📜 ⬆️ ⬇️

Modern back office of IT company

In one of the discussions recently, I listed the main systems that make the work of an IT company civilized. The list was very extensive, and I decided to issue it as a separate article.

A similar design can be seen in many companies, moreover, I observed companies in which a part of these systems had been missing for a long time, and because of unsolvable permanent problems, these systems began to appear spontaneously.

All of the following applies to companies / departments in which qualified staff works, that is, they do not need the “office for beginners” courses. Just as you do not need group policies on workstations and a special admin for shifting shortcuts on the desktop and installing your favorite program. In other words, this is the back office of IT people, which is significantly different from the back office of the other departments.
')
A brief content spoiler: VCS, source code repository, code review, build server, CI, task tracker, wiki, corporate blog, functional testing, package repository, configuration management system, backups, mail / jabber.

Picture with a fragment of the discussed infrastructure:



So let's start with a simple one.

Workplaces: a computer with buttons (about 90-100 pieces) for each workplace. It is also desirable external / second / third monitor. Typically used laptops, very widely - MacBook. Users have admins or sudo on their machines, they themselves define a set of convenient software, including editor, debugger, email client, browser, terminalku, etc.

The Internet. Usually in the office are WiFi and BYOD (in other words, freely brought in their own laptops, tablets and phones abusing office WiFi). Often wired network may not be at all. Security in such a network is conditional, because all communications are encrypted. We need a lot of Internet. And not only for seals on YouTube during working hours, but also for a sudden urgent "right now download a DVD with raw materials to compare the version of the package." From real life, by the way. Taking into account any stackoverflow and other IT resources, the Internet should be unlimited, uncontrollable, and the faster, the better.

We drove simple. Further serious.

The version control system (VCS) should be common, “it’s not for everyone’s own” here. The de facto standard is git , conventionally popular mercurial (hg), exotic bazar (bzr), from the last century svn / cvs / vcs. Plus, the world has its own world, there is something else there.

The version control system works locally, so there should be a central source code repository , into which everyone pushes (who should push). Gitlab is very, very popular. There are proprietary solutions, there is a github for those who are lazy to raise themselves. It also solves the second important thing: pull requests. So that one person could see what the other did before it gets into the main branch (common repository). I note that pull requests make sense, even if code review is not carried out as such. The principle is simple - one has written, the other is merge.

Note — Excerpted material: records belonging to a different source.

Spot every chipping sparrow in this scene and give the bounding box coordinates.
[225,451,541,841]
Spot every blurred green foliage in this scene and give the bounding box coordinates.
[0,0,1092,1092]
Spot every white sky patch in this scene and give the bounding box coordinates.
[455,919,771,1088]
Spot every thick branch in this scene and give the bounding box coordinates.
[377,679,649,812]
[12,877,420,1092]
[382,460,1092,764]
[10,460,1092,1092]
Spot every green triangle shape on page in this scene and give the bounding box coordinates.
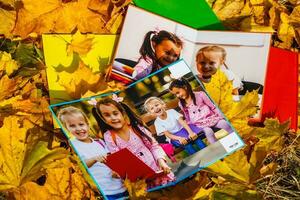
[133,0,225,30]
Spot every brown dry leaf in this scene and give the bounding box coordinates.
[13,0,105,38]
[146,171,211,200]
[58,62,107,99]
[259,162,278,176]
[230,119,254,138]
[67,31,94,56]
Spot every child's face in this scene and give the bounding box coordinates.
[154,40,181,67]
[197,51,224,82]
[65,113,89,141]
[146,99,166,116]
[99,104,126,129]
[171,87,189,100]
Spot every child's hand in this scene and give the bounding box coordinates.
[158,158,171,174]
[111,171,121,178]
[94,156,106,163]
[177,137,187,145]
[189,132,198,140]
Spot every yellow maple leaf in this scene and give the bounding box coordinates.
[67,31,93,56]
[207,151,250,183]
[105,0,132,34]
[253,119,290,151]
[0,116,68,191]
[205,70,258,121]
[0,8,16,38]
[275,12,295,49]
[193,187,214,200]
[210,183,263,200]
[0,52,19,76]
[13,0,107,38]
[225,91,259,121]
[213,0,245,21]
[0,75,20,101]
[250,0,267,25]
[58,62,107,99]
[88,0,112,18]
[13,159,96,200]
[204,69,233,115]
[124,179,147,199]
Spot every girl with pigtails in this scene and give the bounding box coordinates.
[132,30,183,79]
[92,95,175,189]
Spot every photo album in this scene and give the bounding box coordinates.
[109,6,271,117]
[43,2,298,199]
[50,59,244,198]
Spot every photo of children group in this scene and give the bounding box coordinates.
[51,60,244,199]
[110,6,271,114]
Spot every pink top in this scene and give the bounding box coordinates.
[132,56,157,80]
[179,91,223,128]
[104,127,175,188]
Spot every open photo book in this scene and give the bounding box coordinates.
[50,59,244,199]
[108,4,298,129]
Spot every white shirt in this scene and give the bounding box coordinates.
[154,109,183,135]
[220,65,243,89]
[71,139,126,195]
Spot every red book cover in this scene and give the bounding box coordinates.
[110,72,133,85]
[261,47,298,130]
[106,148,161,181]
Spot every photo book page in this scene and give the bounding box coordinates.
[50,59,244,199]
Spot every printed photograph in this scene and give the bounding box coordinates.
[51,59,244,199]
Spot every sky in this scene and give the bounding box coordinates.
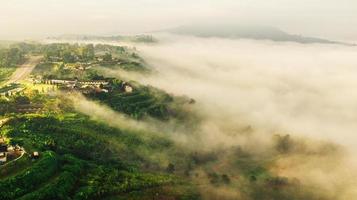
[0,0,357,41]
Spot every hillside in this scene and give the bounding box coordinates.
[164,24,351,45]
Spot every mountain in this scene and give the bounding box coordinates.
[164,24,352,45]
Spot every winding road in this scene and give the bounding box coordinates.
[0,56,42,87]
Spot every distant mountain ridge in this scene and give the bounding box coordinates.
[163,25,354,46]
[47,34,157,43]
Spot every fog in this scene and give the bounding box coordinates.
[76,35,357,199]
[133,37,357,152]
[0,0,357,41]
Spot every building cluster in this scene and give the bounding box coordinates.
[0,83,25,97]
[33,79,133,94]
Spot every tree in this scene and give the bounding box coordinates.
[103,53,113,62]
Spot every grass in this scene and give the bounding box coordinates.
[0,67,16,84]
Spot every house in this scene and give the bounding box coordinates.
[124,85,133,93]
[0,144,7,153]
[121,82,133,93]
[0,152,7,165]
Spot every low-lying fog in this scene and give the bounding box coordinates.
[71,35,357,200]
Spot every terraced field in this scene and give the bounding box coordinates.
[0,114,194,200]
[91,89,173,119]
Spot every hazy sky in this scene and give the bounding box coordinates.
[0,0,357,40]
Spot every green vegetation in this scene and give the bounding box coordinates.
[0,43,330,200]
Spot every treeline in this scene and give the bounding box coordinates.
[0,115,195,200]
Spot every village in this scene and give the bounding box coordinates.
[33,79,133,94]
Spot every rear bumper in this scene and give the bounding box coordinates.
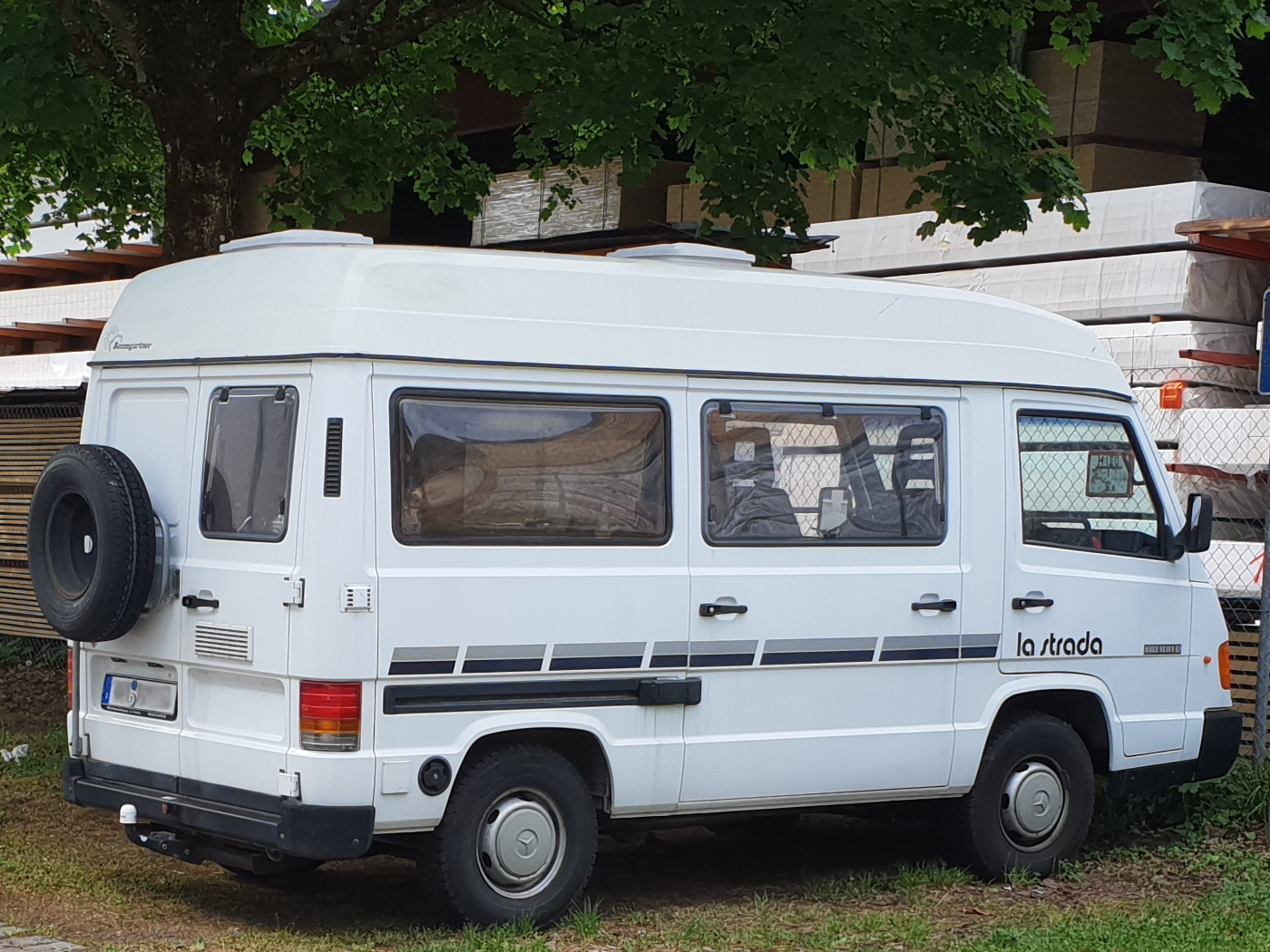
[63,758,375,860]
[1108,707,1244,797]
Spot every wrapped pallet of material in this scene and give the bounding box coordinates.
[473,160,687,247]
[896,251,1270,324]
[794,181,1270,276]
[1093,321,1257,393]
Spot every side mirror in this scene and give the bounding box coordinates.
[1181,492,1213,552]
[816,486,847,539]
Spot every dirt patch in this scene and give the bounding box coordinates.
[0,665,66,737]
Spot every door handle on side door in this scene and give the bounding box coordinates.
[698,602,749,618]
[913,597,956,612]
[1010,597,1054,612]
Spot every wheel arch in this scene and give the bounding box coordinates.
[988,685,1114,774]
[456,726,613,812]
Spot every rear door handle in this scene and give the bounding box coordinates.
[913,597,956,612]
[1010,597,1054,612]
[698,602,749,618]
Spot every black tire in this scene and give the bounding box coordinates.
[419,743,598,926]
[26,444,155,641]
[949,714,1093,879]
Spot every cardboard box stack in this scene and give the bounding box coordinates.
[794,181,1270,597]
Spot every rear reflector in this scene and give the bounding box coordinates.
[299,680,362,750]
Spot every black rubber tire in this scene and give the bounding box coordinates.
[947,714,1093,879]
[26,444,155,641]
[418,743,598,927]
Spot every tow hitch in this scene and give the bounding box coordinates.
[120,803,204,866]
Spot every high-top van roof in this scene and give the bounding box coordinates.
[94,239,1130,399]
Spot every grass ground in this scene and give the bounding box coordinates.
[0,673,1270,952]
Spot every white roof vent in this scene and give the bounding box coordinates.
[221,228,375,251]
[604,241,755,267]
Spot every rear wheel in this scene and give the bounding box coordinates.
[419,745,598,926]
[950,714,1093,879]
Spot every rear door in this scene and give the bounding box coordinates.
[178,367,310,793]
[79,367,200,775]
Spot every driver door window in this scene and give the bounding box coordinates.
[1019,413,1161,559]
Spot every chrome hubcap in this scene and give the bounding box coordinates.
[1001,761,1067,850]
[476,790,564,898]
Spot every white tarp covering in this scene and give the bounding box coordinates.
[794,181,1270,274]
[1093,321,1257,391]
[0,279,128,327]
[894,251,1270,324]
[0,350,93,393]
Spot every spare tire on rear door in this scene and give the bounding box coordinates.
[26,444,155,641]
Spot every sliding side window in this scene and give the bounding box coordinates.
[705,401,947,545]
[393,391,670,545]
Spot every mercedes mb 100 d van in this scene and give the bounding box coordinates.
[29,232,1239,923]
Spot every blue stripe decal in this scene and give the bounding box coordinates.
[464,657,542,674]
[689,653,755,667]
[388,659,454,674]
[762,648,873,664]
[877,647,958,661]
[962,645,997,657]
[650,655,689,667]
[552,655,644,672]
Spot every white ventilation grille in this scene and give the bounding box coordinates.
[194,623,253,661]
[339,585,374,612]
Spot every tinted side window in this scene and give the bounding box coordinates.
[200,387,299,542]
[1019,413,1159,556]
[394,393,670,545]
[705,403,946,545]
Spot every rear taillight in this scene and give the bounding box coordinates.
[299,680,362,750]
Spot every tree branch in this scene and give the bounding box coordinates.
[48,0,141,95]
[245,0,489,89]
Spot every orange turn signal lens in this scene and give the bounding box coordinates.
[1159,380,1187,410]
[299,680,362,750]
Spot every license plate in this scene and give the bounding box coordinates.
[102,674,177,721]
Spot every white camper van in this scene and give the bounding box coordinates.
[31,232,1239,923]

If the code is complex, then you need a system for code review . Code review implies that programmers (or system administrators — devops, all that) look at each other’s code, and there is some formal procedure for accepting code — for example, “at least two people must see and approve, one of whom must be a senyer / lead”. Examples: gerrit, Crucible. If the complexity is balanced on the edge, then you can try to comply with the agreement voluntarily, discussing in the comments in gitlab. But as everything is voluntary, what the robots do not watch, it will sometimes misfire.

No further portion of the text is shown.